MANHATTAN — Cheryl Rogowski, of Rogowski Farm, lost 80 acres of her 150-acre farm in Pine Island, N.Y., to Hurricane Irene.
“It was like going through a death,” Rogowski said, remembering August's pummelling of rain and wind. “It took me a month to accept it.”
Part of that loss included 15 acres of squashes and 10 acres of potatoes. She wasn’t able to save any of her sweet potatoes or her pumpkins, either.
“We just don’t have the supply to meet the demand,” Rogowski said. “We may lose customers.”
Farmers across the region have suffered devastating losses this season, with severe weather flooding fields of planted crops and ruining seasonal staples like squash and potatoes. August and September in the Northeast were the second wettest on record, with more than two feet of rain falling on New York City.
That has some calling fall of 2011 one of the worst seasons in the region's history, and prompting producers to seek help from aid organizations and their fellow farmers just to get by.
On a recent day at the Union Square Greenmarket, Rogowski Farm had set up a modest stand with a few sparse bins of squashes, which Rogowski purchased from neighboring farms that weren’t hit so hard.
In better years, she noted, she would have a bigger stand with 10 or 12 kinds of winter squashes, including white and blue pumpkins. This year, her stash included only four different varieties. She recently increased the price on those — from $1.50 to $2 a pound — to help stretch her supplies in a season of high demand.
“The storms happened at a very critical point,” she explained.
Michael Moran, a spokesperson for the state Department of Agriculture and Markets, agreed.
Hurricane Irene and Tropical Storm Lee, which struck the Northeast about two weeks later, hit before many farmers had a chance to harvest their crops already in the ground, he said.
It was also too late in the season to squeeze in another planting before the cold weather came, he added.
“Clearly there was tremendous damage done,” Moran said. “The combination of Irene and Lee together in very close proximity, and really continuing rainy and wet weather a good part of the time since then, has made this one of the worst disasters the state has seen.”
The storm discriminated geographically and topographically, walloping flood-prone areas while largely sparing farms on higher ground. The nature of the farm didn’t matter, sources said, and organic farms weren’t afforded any more of an edge than their non-organic counterparts.
But despite the damage and loss, experts agreed that shoppers should still be able to find all the signature fall foods this year.
“All products that you would hope to find at the Greenmarket for Thanksgiving will absolutely be there,” said Jeanne Hodesh, a spokeswoman for the Union Square Greenmarket.
Costs for those products vary depending on the vendor, but Hodesh said that she has not seen a marked rise in prices across the board on any one product.
Jeff Williams, manager of governmental relations for the New York Farm Bureau, said that New Yorkers owe that decent supply of seasonal eats in large part to the supportive nature of the local farming community.

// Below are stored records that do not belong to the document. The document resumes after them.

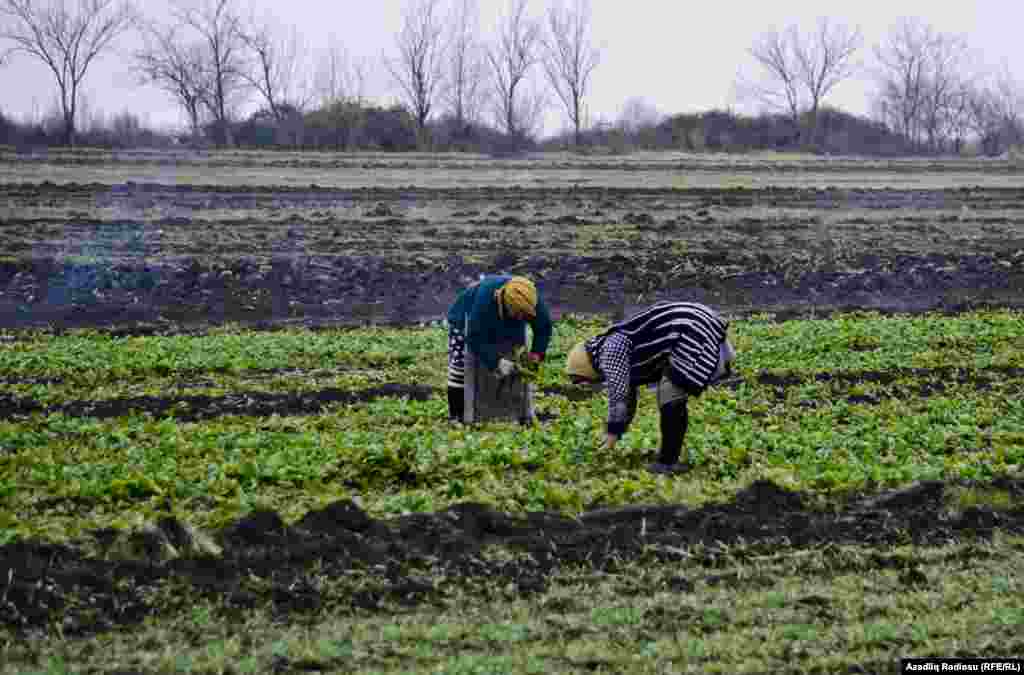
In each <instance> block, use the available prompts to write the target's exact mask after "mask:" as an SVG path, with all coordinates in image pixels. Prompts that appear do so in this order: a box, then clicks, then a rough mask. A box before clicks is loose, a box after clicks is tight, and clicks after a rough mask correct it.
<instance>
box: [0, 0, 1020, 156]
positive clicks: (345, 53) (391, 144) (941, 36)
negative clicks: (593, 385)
mask: <svg viewBox="0 0 1024 675" xmlns="http://www.w3.org/2000/svg"><path fill="white" fill-rule="evenodd" d="M476 1H477V0H407V1H406V4H404V7H403V10H402V18H401V24H400V26H399V27H398V30H397V32H396V33H395V35H394V44H393V45H392V46H391V48H390V49H388V50H386V51H385V53H383V54H382V57H381V60H380V62H381V65H382V66H383V67H384V68H385V69H386V71H387V74H388V76H389V77H390V80H391V81H392V83H393V85H394V88H395V91H396V92H397V99H398V102H397V103H396V104H392V106H380V104H379V103H375V102H373V101H371V100H370V99H369V98H368V97H367V95H366V84H367V80H368V77H369V73H370V70H371V68H372V65H371V61H369V60H367V59H360V58H355V57H353V56H352V54H350V53H349V52H348V51H347V50H346V48H345V46H344V45H343V44H342V43H340V42H339V41H338V40H337V39H335V38H332V40H331V42H330V44H329V45H328V46H327V48H326V49H321V50H315V51H314V50H312V49H310V48H309V47H308V45H306V44H305V43H304V42H303V41H302V39H301V36H300V34H299V32H298V31H297V30H296V29H295V28H290V27H287V26H282V25H280V24H279V23H276V22H274V20H269V19H265V20H260V19H259V18H257V17H255V16H252V15H247V14H244V13H243V11H242V9H241V7H240V6H239V3H240V2H241V0H170V4H169V10H168V18H165V19H160V20H157V19H154V18H152V17H148V16H146V15H144V14H142V13H140V12H138V11H136V10H134V9H133V8H132V5H131V4H129V3H128V0H0V67H3V62H4V60H5V57H7V56H10V55H11V54H13V53H15V52H22V53H23V54H25V55H27V56H29V57H32V58H36V59H37V60H39V61H41V62H42V64H44V65H45V66H46V67H47V68H48V70H49V71H50V73H51V74H52V76H53V78H54V82H55V84H56V88H57V93H58V97H57V98H58V106H59V113H58V114H56V115H52V116H51V117H50V119H48V120H47V121H46V122H47V124H46V125H45V126H46V127H47V128H46V129H44V130H43V131H45V133H44V134H43V135H50V134H51V133H52V130H53V128H54V127H56V128H58V130H59V136H60V140H61V141H62V142H63V143H66V144H69V145H73V144H75V142H76V139H77V136H78V135H79V131H80V129H79V126H80V124H81V120H82V119H83V114H82V109H83V103H82V90H83V82H84V80H85V78H86V76H87V74H88V73H89V71H90V68H91V67H92V65H93V64H94V62H95V60H96V59H97V58H98V57H99V56H100V55H101V54H102V53H103V52H105V51H108V50H110V49H111V48H112V46H113V45H114V44H115V42H116V40H117V39H118V38H119V37H121V36H122V35H123V34H125V33H128V32H132V33H136V34H137V35H138V37H139V44H140V46H139V47H138V48H137V49H135V50H134V52H133V53H132V62H133V65H134V71H135V73H136V74H137V76H138V81H139V83H140V84H150V85H154V86H156V87H159V88H160V89H162V90H163V91H164V92H165V93H166V94H167V95H168V96H169V97H170V98H171V99H172V100H173V101H174V102H175V103H176V104H177V106H178V107H179V108H180V110H181V112H182V114H183V116H184V118H185V119H186V120H187V124H188V129H187V133H186V134H185V135H184V138H183V140H185V141H187V142H189V143H197V144H198V143H212V144H215V145H218V146H228V145H268V146H272V145H284V146H292V147H330V149H337V150H349V149H364V147H375V149H386V150H412V149H434V150H486V151H489V152H505V151H515V150H518V149H524V147H532V146H536V145H537V138H538V136H539V131H540V128H541V124H542V120H543V117H544V115H545V113H546V112H547V111H549V110H551V109H552V107H554V108H556V109H557V110H559V111H560V113H561V115H562V117H563V119H564V120H565V122H566V129H567V131H566V132H564V133H561V134H558V135H556V136H554V137H553V138H549V139H548V140H547V141H546V143H545V144H546V146H558V147H578V149H583V147H589V146H593V145H603V146H605V147H610V149H612V150H615V149H622V150H624V151H626V150H629V149H632V147H651V149H663V147H675V149H680V147H685V149H690V150H699V149H723V147H724V149H728V150H743V149H752V147H763V146H768V147H780V149H799V150H803V151H828V152H831V151H837V150H838V151H839V152H868V153H870V152H887V153H888V152H901V153H905V152H914V153H961V152H964V150H965V149H966V146H967V144H968V141H969V139H970V140H975V141H977V143H978V144H979V145H980V147H981V150H982V151H983V152H985V153H987V154H998V153H1001V152H1005V151H1006V150H1007V149H1008V147H1013V146H1015V145H1020V144H1021V143H1022V142H1024V88H1022V87H1021V85H1020V83H1019V82H1017V81H1016V80H1015V79H1014V78H1013V76H1012V74H1011V72H1010V70H1009V68H1007V67H1004V68H1002V70H1000V71H998V72H996V73H989V72H986V71H985V70H984V69H983V68H982V67H981V66H980V65H979V59H978V58H976V57H975V56H974V54H973V52H972V51H971V49H970V47H969V44H968V41H967V40H966V38H964V37H963V36H957V35H952V34H945V33H941V32H938V31H936V30H935V29H933V28H932V27H931V26H929V25H928V24H926V23H925V22H923V20H922V19H919V18H907V19H902V20H900V22H899V23H897V24H896V25H894V26H893V27H892V29H891V30H890V32H889V33H888V34H887V35H886V36H885V37H884V38H883V39H882V40H881V41H880V42H879V43H878V44H876V45H873V46H872V47H871V49H870V50H867V49H865V45H864V40H863V37H862V34H861V32H860V30H859V29H857V28H852V27H849V26H847V25H846V24H843V23H841V22H837V20H834V19H828V18H820V19H818V20H817V23H816V24H815V25H814V26H813V27H812V28H810V29H809V30H807V31H804V30H801V28H800V27H798V26H796V25H794V26H790V27H786V28H784V29H781V30H778V29H772V30H769V31H767V32H765V33H763V34H762V35H760V36H758V37H757V38H756V39H755V40H754V42H753V44H752V46H751V48H750V49H749V50H748V54H746V55H748V57H749V62H748V64H745V67H746V68H748V71H746V72H740V73H739V74H738V75H737V79H736V92H737V93H738V95H739V99H740V100H742V101H744V102H750V103H754V104H755V106H757V107H758V109H759V113H758V114H757V116H756V117H745V118H744V117H741V116H737V115H734V114H732V113H731V112H729V111H711V112H709V113H706V114H703V115H698V116H693V115H688V116H687V115H677V116H674V117H669V118H666V117H665V116H662V115H659V114H657V112H656V111H655V110H654V109H653V107H651V106H649V104H647V103H644V102H643V100H642V99H639V98H632V99H630V100H629V101H627V103H626V106H625V107H624V109H623V111H622V114H621V116H620V117H618V119H617V120H614V121H612V122H608V121H600V120H596V121H595V120H593V119H591V116H590V114H589V109H588V98H589V96H590V94H591V87H592V82H593V77H594V73H595V72H596V71H597V69H598V68H599V66H600V64H601V60H602V53H601V50H600V49H599V48H597V47H596V46H595V41H594V37H593V34H592V14H591V0H552V2H551V3H550V4H549V5H548V7H547V10H546V11H545V12H542V13H537V12H536V11H534V10H532V9H531V7H530V5H529V2H530V0H507V3H506V6H505V11H503V12H502V14H501V15H500V17H499V19H498V22H497V24H496V26H495V27H494V30H493V33H492V35H490V36H489V37H487V36H484V35H483V34H482V33H481V31H480V20H479V11H478V7H477V5H476ZM865 53H869V54H870V56H873V58H870V59H867V61H865V58H864V56H865ZM853 78H866V79H868V80H869V81H870V82H872V83H873V85H874V87H873V91H872V93H871V98H870V108H871V111H872V115H871V117H870V119H858V118H855V117H853V116H849V115H846V114H844V113H842V112H841V111H837V110H835V109H834V108H831V107H829V104H828V98H829V96H831V95H833V94H834V92H835V91H836V90H837V89H838V88H839V87H840V86H841V85H842V84H843V83H844V82H845V81H847V80H851V79H853ZM254 103H255V107H256V112H254V113H250V114H248V115H243V111H244V110H246V109H252V107H253V104H254ZM113 123H116V124H117V125H120V127H122V129H121V130H122V131H124V130H125V129H126V128H127V129H129V130H131V131H134V132H135V133H132V134H127V133H124V134H121V135H120V136H119V135H117V134H111V135H112V136H113V142H117V141H118V139H121V141H122V142H126V141H127V139H128V138H132V139H136V138H142V137H145V136H146V134H145V133H143V132H142V131H141V130H140V129H139V128H138V127H139V124H138V121H137V118H133V117H132V116H131V115H130V114H125V115H122V116H119V117H118V118H115V120H114V122H113ZM96 126H97V125H95V124H93V125H92V128H90V129H89V131H90V134H89V136H88V138H87V140H88V141H91V142H94V141H95V139H96V138H97V137H99V136H102V135H103V134H98V133H97V131H96ZM4 129H6V130H7V135H8V136H9V135H10V134H11V133H14V132H17V133H20V134H22V136H23V137H27V136H33V134H34V136H35V137H39V136H40V130H38V129H37V130H26V129H24V128H23V129H18V127H17V125H16V124H14V123H12V122H11V121H9V120H4V119H3V118H0V133H3V132H4ZM11 130H13V131H11ZM757 134H762V135H760V136H758V135H757ZM0 138H2V137H0ZM148 139H150V140H153V139H152V138H148Z"/></svg>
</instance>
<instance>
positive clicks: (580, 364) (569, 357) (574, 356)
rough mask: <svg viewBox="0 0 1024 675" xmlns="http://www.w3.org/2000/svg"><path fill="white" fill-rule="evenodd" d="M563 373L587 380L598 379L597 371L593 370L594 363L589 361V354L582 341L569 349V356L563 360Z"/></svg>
mask: <svg viewBox="0 0 1024 675" xmlns="http://www.w3.org/2000/svg"><path fill="white" fill-rule="evenodd" d="M565 373H566V374H568V375H575V376H577V377H583V378H586V379H588V380H597V379H600V376H599V375H598V374H597V371H596V370H594V364H593V362H591V360H590V354H589V353H587V347H585V346H584V344H583V342H579V343H577V345H575V346H574V347H572V349H571V350H570V351H569V356H568V358H566V360H565Z"/></svg>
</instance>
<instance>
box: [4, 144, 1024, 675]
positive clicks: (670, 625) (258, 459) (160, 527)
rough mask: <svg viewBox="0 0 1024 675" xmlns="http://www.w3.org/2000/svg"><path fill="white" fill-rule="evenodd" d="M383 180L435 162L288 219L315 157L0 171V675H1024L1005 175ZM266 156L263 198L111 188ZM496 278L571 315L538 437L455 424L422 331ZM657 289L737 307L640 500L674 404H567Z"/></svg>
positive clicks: (223, 158) (70, 167)
mask: <svg viewBox="0 0 1024 675" xmlns="http://www.w3.org/2000/svg"><path fill="white" fill-rule="evenodd" d="M204 161H206V162H208V163H209V166H203V162H204ZM332 161H335V162H337V163H345V162H348V163H351V162H352V160H349V159H347V158H345V157H344V156H343V157H342V158H341V159H336V160H332ZM359 161H360V162H364V163H366V164H367V168H366V169H365V171H367V172H369V175H373V172H374V171H378V170H383V171H391V170H392V168H393V166H392V164H393V163H401V162H404V163H407V164H410V166H413V165H415V166H413V170H412V171H409V172H408V175H409V179H410V185H409V186H407V187H391V188H386V189H385V188H372V189H360V188H357V186H349V187H346V186H345V178H343V177H338V175H337V174H336V173H335V174H332V171H335V172H341V173H342V174H344V175H354V173H352V172H356V170H355V169H354V168H352V167H347V165H346V166H341V165H340V164H339V166H338V167H334V168H332V167H331V166H318V167H317V168H316V170H317V171H324V172H326V173H328V174H332V175H334V176H335V177H334V182H331V181H325V184H332V185H333V186H331V187H309V186H305V187H302V188H293V187H288V186H287V185H288V184H289V183H291V182H292V178H290V177H289V176H290V175H291V174H290V172H291V171H293V170H296V167H294V166H289V165H290V164H291V163H297V164H298V165H299V166H298V169H302V168H303V167H307V166H308V167H311V166H313V165H317V164H325V163H327V164H328V165H329V164H330V161H329V160H328V159H325V157H321V156H313V157H307V156H302V155H298V154H296V155H294V156H252V157H250V156H246V155H244V154H229V155H223V156H215V157H212V158H207V159H206V160H203V159H202V158H201V159H195V158H193V159H187V158H184V159H182V158H174V157H169V156H154V157H152V158H150V157H145V158H142V157H131V158H118V157H108V156H105V155H99V154H91V155H90V154H88V153H86V154H80V155H68V156H61V155H56V156H53V157H48V158H42V159H40V158H27V157H15V156H14V155H13V154H9V155H0V176H10V175H14V174H15V173H18V172H20V173H19V175H22V176H23V177H20V178H18V179H17V182H14V180H13V179H12V178H9V177H6V178H4V179H6V180H9V181H10V182H6V183H0V194H2V195H3V196H4V198H5V201H3V202H0V204H3V205H4V206H0V241H2V242H3V243H4V245H3V247H2V251H4V253H0V673H26V672H40V673H44V672H45V673H63V672H90V673H172V672H173V673H178V672H193V673H247V672H274V673H291V672H344V673H391V672H394V673H397V672H438V673H550V672H580V673H592V672H604V673H666V672H722V673H734V672H749V673H766V672H847V673H874V672H895V669H896V666H897V664H898V660H899V659H900V658H903V657H915V656H916V657H922V656H945V657H957V656H958V657H996V656H999V657H1013V656H1019V655H1021V653H1024V637H1022V636H1024V602H1022V598H1024V566H1022V565H1021V564H1020V559H1021V556H1022V554H1024V471H1022V468H1021V467H1022V465H1024V312H1022V311H1021V308H1022V306H1024V302H1021V298H1022V297H1024V284H1022V280H1024V193H1022V191H1021V189H1020V188H1019V187H1013V186H1006V183H1005V181H1006V179H1007V177H1008V176H1010V177H1012V178H1014V179H1018V178H1019V177H1020V176H1019V175H1018V174H1016V173H1014V171H1013V169H1012V168H1010V169H1008V168H1007V167H1002V166H990V165H986V164H984V163H980V162H979V163H965V164H964V165H963V166H961V165H957V164H956V163H948V164H942V165H935V166H932V165H929V164H927V163H924V162H922V163H918V164H913V163H905V164H901V163H898V162H892V163H878V164H877V163H869V162H864V161H859V162H858V161H854V160H844V161H843V162H841V163H838V164H836V165H826V164H824V161H823V160H814V161H810V160H809V161H807V162H803V163H802V162H799V161H795V160H793V161H791V160H785V161H781V160H780V161H778V162H776V163H774V164H772V163H771V162H767V161H765V162H762V164H763V166H761V167H760V168H758V167H755V166H754V165H755V164H757V163H756V162H750V163H749V164H750V166H748V164H743V163H742V162H735V163H733V165H732V166H730V165H729V164H726V163H725V162H724V161H723V162H722V164H721V166H719V167H718V168H717V169H716V170H718V171H719V172H720V177H719V178H718V179H717V180H718V186H717V187H696V186H692V185H690V186H687V185H679V186H678V187H676V188H673V187H668V186H659V187H654V188H650V189H647V188H643V187H629V186H628V185H621V186H616V185H615V184H598V185H595V186H591V187H585V186H581V185H575V186H569V187H560V186H557V183H556V185H554V186H549V185H545V186H539V185H537V184H535V185H532V186H528V187H527V186H523V187H518V188H514V187H510V186H507V185H506V186H498V185H489V186H484V187H479V186H474V185H461V182H460V179H459V176H463V175H470V174H472V173H474V172H473V171H464V170H463V169H459V168H458V167H457V168H455V169H453V170H452V171H449V170H447V169H446V168H444V167H445V166H447V165H449V164H452V163H458V162H462V163H464V164H467V166H468V165H470V164H472V163H474V162H477V163H480V164H481V165H483V164H485V161H484V160H482V159H471V160H457V159H453V158H439V159H432V158H430V157H427V156H416V157H413V158H410V159H404V160H398V159H395V160H391V159H388V158H361V159H360V160H359ZM686 161H687V162H690V164H691V165H693V166H691V168H693V169H694V170H705V169H707V170H709V171H710V170H712V166H711V165H709V166H708V167H705V168H701V167H699V166H696V164H698V163H699V162H698V160H697V159H694V158H690V159H689V160H686ZM431 162H435V163H437V164H438V166H439V167H440V168H438V166H435V167H431V165H430V163H431ZM525 162H526V161H524V162H523V163H519V164H517V163H516V162H515V161H507V162H505V164H507V165H508V166H507V167H506V166H502V167H501V170H502V171H505V170H514V171H519V172H522V173H524V174H528V172H529V171H530V167H529V166H528V164H527V163H525ZM644 162H648V160H643V161H641V160H634V161H633V164H634V165H635V166H633V167H632V168H630V169H629V170H630V171H631V172H634V173H636V174H637V177H638V178H640V177H642V176H643V174H644V173H645V172H652V173H655V174H657V175H658V176H664V175H668V174H667V173H666V172H668V173H671V172H672V168H671V166H670V167H669V168H666V167H665V166H662V165H658V166H654V165H653V164H650V163H653V162H654V160H649V162H648V164H650V166H648V165H647V164H644ZM246 163H248V164H250V165H252V167H250V168H253V170H254V171H257V172H258V173H260V175H261V176H263V178H264V180H265V181H266V182H264V183H263V184H262V186H252V185H249V186H247V185H242V184H234V185H233V186H231V185H230V184H227V183H226V182H225V183H224V184H219V183H220V181H219V179H209V180H207V179H203V178H197V179H196V180H194V181H191V182H189V181H187V180H181V181H177V184H176V183H175V181H174V180H168V181H161V180H160V179H159V178H153V180H155V181H156V182H153V183H145V184H140V183H139V184H136V183H124V182H120V181H122V180H124V179H125V178H123V177H118V178H113V177H112V176H114V175H115V174H117V175H122V173H123V172H130V171H133V170H136V169H138V166H136V165H146V166H152V167H156V168H158V169H159V170H160V171H164V172H167V173H168V174H171V175H174V174H175V172H178V173H177V175H178V176H179V177H180V176H183V175H185V174H186V172H188V171H194V172H200V173H202V172H205V173H203V175H206V176H220V175H222V173H223V172H225V171H227V169H229V168H230V166H232V165H239V164H246ZM274 163H281V164H280V165H279V164H274ZM374 163H377V164H374ZM549 164H551V165H552V166H550V167H548V170H550V171H552V172H555V173H557V172H559V171H561V172H563V173H562V174H561V175H562V178H563V179H565V180H568V178H567V177H566V176H568V175H569V174H572V173H573V172H579V173H581V174H584V175H585V176H586V177H587V178H588V180H593V181H594V182H595V183H603V182H614V180H612V179H611V178H609V176H612V173H611V172H610V171H609V169H608V168H607V166H606V165H607V164H608V163H607V162H605V163H604V164H602V163H601V162H595V161H594V160H580V161H574V160H571V161H570V160H557V161H555V160H551V161H549ZM377 165H380V167H383V169H381V168H380V167H378V168H375V166H377ZM353 166H354V165H353ZM688 166H689V165H688ZM736 166H738V167H739V168H738V169H737V168H736ZM225 167H226V168H225ZM752 167H753V168H752ZM399 168H400V167H399ZM449 168H451V167H449ZM51 169H53V170H59V171H60V172H63V173H62V175H63V174H67V175H73V176H78V177H77V178H73V179H72V180H73V182H69V183H67V184H63V183H59V181H58V182H46V180H47V178H46V177H45V172H46V171H49V170H51ZM496 170H498V169H496ZM275 171H279V172H280V173H281V176H283V177H282V178H281V179H280V180H279V181H278V182H274V181H273V180H272V175H273V172H275ZM97 172H98V173H97ZM119 172H121V173H119ZM345 172H349V173H345ZM565 172H568V173H565ZM659 172H660V173H659ZM798 173H799V174H800V176H801V178H800V180H801V181H803V184H800V185H797V184H791V185H788V186H784V185H775V186H771V185H770V184H769V185H768V186H764V185H762V186H751V185H743V186H737V185H730V184H729V183H728V180H731V179H732V178H727V177H721V176H738V178H735V179H736V180H751V181H757V182H766V183H772V181H773V180H775V178H776V177H778V176H782V178H780V180H782V181H783V182H784V181H791V180H793V179H794V176H795V175H797V174H798ZM958 173H965V174H970V175H971V176H972V179H971V182H970V183H965V184H956V180H955V179H951V178H950V176H952V175H954V174H958ZM685 174H686V172H685V171H679V176H678V178H679V179H680V180H684V179H685V178H686V176H685ZM197 175H199V174H197ZM865 175H870V176H873V177H871V178H870V179H868V180H866V181H865V180H862V176H865ZM936 175H938V176H940V178H941V180H943V181H949V183H950V184H929V181H932V180H933V179H935V176H936ZM25 176H29V177H28V178H26V177H25ZM97 176H99V177H97ZM102 176H105V178H104V177H102ZM857 176H860V177H857ZM885 176H899V180H900V181H902V182H901V184H902V185H903V186H902V187H890V188H881V187H879V188H877V187H872V185H873V184H874V183H876V181H879V182H881V181H883V180H886V179H887V178H885ZM293 177H294V176H293ZM360 179H365V180H369V178H367V177H364V178H360ZM660 179H662V178H657V180H660ZM104 180H109V182H103V181H104ZM819 180H827V181H829V183H831V182H835V183H837V184H846V186H844V187H831V188H825V187H823V186H815V183H816V182H817V181H819ZM844 180H848V181H849V182H848V183H844ZM27 181H28V182H27ZM97 181H98V182H97ZM858 181H859V182H858ZM915 181H918V182H920V183H921V184H920V185H919V186H916V187H909V186H907V185H908V184H910V183H913V182H915ZM185 183H188V184H185ZM428 183H429V184H434V186H432V187H431V186H424V185H427V184H428ZM441 183H443V185H444V186H442V187H438V186H437V185H438V184H441ZM1018 184H1019V182H1018ZM492 269H506V270H510V271H519V272H525V273H530V275H531V276H532V277H534V278H535V279H537V281H538V284H539V286H540V287H541V289H542V293H544V294H545V296H546V297H548V298H550V301H551V304H552V305H553V307H554V309H555V314H556V324H555V336H554V339H553V342H552V346H551V349H550V350H549V353H548V360H547V362H546V364H545V366H544V368H543V370H542V373H541V377H540V381H539V382H538V385H537V387H538V390H537V396H536V406H537V410H538V421H537V423H536V424H535V425H532V426H528V427H521V426H519V425H517V424H486V425H478V426H470V427H466V426H461V425H452V424H451V423H449V421H447V419H446V400H445V391H444V386H445V345H446V336H445V330H444V327H443V326H442V325H440V324H439V323H438V322H436V321H435V320H437V319H439V318H440V315H441V312H442V311H443V308H444V306H445V305H446V303H447V302H450V301H451V300H452V299H453V298H454V295H455V293H456V292H457V290H458V288H460V286H461V285H462V284H463V283H465V282H466V281H469V280H472V279H474V278H475V276H476V275H478V273H480V272H481V271H488V270H492ZM662 297H686V298H696V299H700V300H705V301H708V302H712V303H714V304H716V305H717V306H719V307H721V308H722V309H723V311H724V313H725V314H726V315H728V317H729V318H730V320H731V329H730V333H731V336H732V340H733V344H734V345H735V346H736V349H737V352H738V360H737V364H736V372H735V376H734V377H733V378H731V379H730V380H728V381H727V382H726V383H725V384H724V385H723V386H720V387H717V388H714V389H711V390H709V391H708V392H707V393H706V394H705V395H703V396H701V397H699V398H698V399H695V400H692V402H691V403H690V430H689V433H688V435H687V438H686V450H685V452H686V453H687V454H688V456H689V459H690V461H691V463H692V464H693V469H692V470H691V471H690V472H689V473H687V474H684V475H681V476H674V477H667V476H655V475H651V474H649V473H647V472H646V471H645V470H644V468H643V467H644V465H645V464H646V462H648V461H649V460H650V456H651V455H652V453H654V452H655V450H656V447H657V444H658V428H657V424H658V419H657V414H656V405H655V403H654V400H653V394H651V393H650V392H649V391H647V390H646V389H644V390H643V391H642V392H641V399H640V409H639V414H638V417H637V419H636V422H635V423H634V426H633V428H632V429H631V430H630V432H629V433H628V434H627V435H626V436H625V438H624V439H623V441H622V442H621V444H620V446H618V447H617V448H616V449H615V451H614V452H606V451H602V450H601V448H600V440H601V438H602V437H603V423H604V418H605V415H606V397H605V395H604V394H603V392H600V391H593V390H591V389H588V388H584V387H574V386H572V385H570V384H568V382H567V381H566V380H565V379H564V378H563V377H562V365H563V363H564V357H565V353H566V351H567V350H568V349H569V348H570V347H571V345H572V344H573V343H574V342H575V341H577V340H579V339H582V338H584V337H587V336H590V335H592V334H594V333H596V332H597V331H599V330H601V329H602V328H603V327H604V326H606V324H607V322H608V321H610V318H611V317H612V315H615V314H621V313H622V312H624V311H629V310H631V309H632V308H634V307H636V306H639V305H642V304H643V303H645V302H649V301H652V300H654V299H657V298H662Z"/></svg>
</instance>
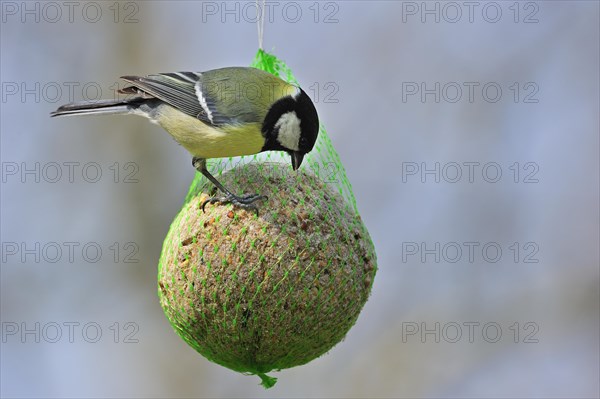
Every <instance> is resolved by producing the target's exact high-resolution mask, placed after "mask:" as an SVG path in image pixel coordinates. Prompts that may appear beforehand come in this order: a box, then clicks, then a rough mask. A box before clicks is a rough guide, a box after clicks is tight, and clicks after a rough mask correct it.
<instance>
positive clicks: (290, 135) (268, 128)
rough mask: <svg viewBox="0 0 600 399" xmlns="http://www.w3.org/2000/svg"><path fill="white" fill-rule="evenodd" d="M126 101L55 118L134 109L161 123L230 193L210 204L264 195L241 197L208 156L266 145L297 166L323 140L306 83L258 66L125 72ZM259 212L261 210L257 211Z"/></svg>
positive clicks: (98, 114) (121, 99) (193, 163)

As in the case of Rogowski Farm, many farmers are filling the void of lost crops by purchasing those products from farms that were less severely impacted.
“There’s been a very nice collective effort to make people whole,” Williams said.
The arrangements are all made between individual farmers, but Williams said he hasn’t heard of any kind of price gouging taking place. In fact, Governor Andrew Cuomo has freed up state dollars to help farmers purchase crops from neighboring lands to supplement their yield, Williams added.
“New York is one of the biggest agricultural states in the nation,” he noted. “We need to make sure we live to fight another day.”
New York farms feed between 15 to 20 million people, Williams explained. That makes their role vitally important, both for individual shoppers and for the area restaurants that place an emphasis on local, seasonal ingredients.
Chef Dan Kluger at ABC Kitchen on East 18th Street, just steps away from the Greenmarket, changes the restaurant’s menu with the seasons, based mostly on what is available from local farmers.
“There are a couple of staples, which we have year round,” Kluger said. “But everything else is very much driven by what we find. The first day that peas come out, we start using peas. The first day we can get sugar snaps, we start using sugar snaps.”
“As soon as we think the quality’s gone down or they just stop [providing],” he added, “that’s when we stop using them.”
Kluger said that he had seen an impact from Hurricane Irene among the farm stands he frequents. For instance, the restaurant’s main carrot supplier (ABC Kitchen goes through roughly 1,000 pounds of the root vegetable every week) lost two fields of the crop this year.
Because of the volatile nature of farming, Kluger said he isn’t loyal to any one farm. His only shopping criteria is that the food he’s buying be at its very best.
Chef Michael Anthony, of the nearby Gramercy Tavern, expressed a similar devotion to local, seasonal foods that are of the highest quality.
“When [you] go places, you want to taste something that’s unique to that place and something that is expressive of the way people have fun there," he said.
"And so that’s how we generate our dishes. While we’re a little bit sad to leave one ingredient behind, there’s the anticipation of looking forward to something else that tastes delicious to cook with.”